Chances are, unless you’re an Apple fan, that your mobile or ereading device will almost certainly be running Android. The mobile OS with the cutest mascot (how come Apple never got such a dinky one?) was running just under 83 percent of mobile phones worldwide in mid-2015, according to IDC, and dominates the tablet market outside the US. But it’s been something of a mystery till now how much money Google makes from an OS that it essentially gives away for free.
No longer. An exclusive report from Bloomberg, based on confidential figures briefly revealed by an attorney for Oracle Corp. during an ongoing patent dispute between the two tech giants, quotes Google’s total revenue from Android since its commercial launch in 2008 as $31 billion, and Google’s profit on same as $22 billion. Oracle attorney Annette Hurst reportedly presented the figures to the U.S. District Court, Northern District of California (San Francisco), to help fix the level of damages Oracle is seeking in its claim that Google violated Java patents by basing Android predominantly on Java. Google immediately protested that the financial data was based on confidential, and competitively sensitive, internal documents, and the court removed it from the record.
Google doesn’t sell Android to mobile device makers and the slew of Chinese and other OEMs who use it inside TV sticks, ereaders, and other devices including desktops. However, it does monetize the OS primarily through revenue from the Google Play Store and ads that show up on Android devices, as well as other associated services and revenue streams. Remember that Android was first announced in 2007 as the key platform for the Open Handset Alliance, if you need to be reminded why Google, unlike Apple or Microsoft, doesn’t actually sell its flagship OS. Yet there has been plenty of speculation as to whether Android is actually a loss leader for Google, and if so, how long and how well the King of Search will continue to support its development. Such claims were fueled by the last round of Oracle vs. Google patent feuding back in 2012, when a judge cited information that Android had lost Google money in every quarter of 2010.

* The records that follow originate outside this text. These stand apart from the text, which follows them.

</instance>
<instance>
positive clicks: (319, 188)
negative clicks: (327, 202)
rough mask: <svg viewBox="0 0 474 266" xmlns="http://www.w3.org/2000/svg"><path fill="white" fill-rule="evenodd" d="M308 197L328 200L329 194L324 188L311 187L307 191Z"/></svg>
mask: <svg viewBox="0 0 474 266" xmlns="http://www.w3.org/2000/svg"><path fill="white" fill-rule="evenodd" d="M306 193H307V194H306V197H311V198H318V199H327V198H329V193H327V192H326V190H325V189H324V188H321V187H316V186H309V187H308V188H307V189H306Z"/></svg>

If so, and if Oracle’s spin on Google’s numbers is to be trusted, things have clearly changed. According to Google’s third-quarter 2015 results, Google netted $18.7 billion for that quarter alone – up 13 percent on the same quarter in 2014 – with “other revenue,” meaning income from sources outside Google’s main search and ads business, contributing $1.89 billion, up 11 percent. Android therefore hasn’t contributed a huge share of Google’s overall take since inception, but again, if the Oracle-derived figures can be trusted, it is an extremely profitable slice of the revenue pie. Google execs would be fully justified in throwing money and resources at such a profitable segment. So you can look forward to full-dress support for your preferred Android ereading platform for the foreseeable future.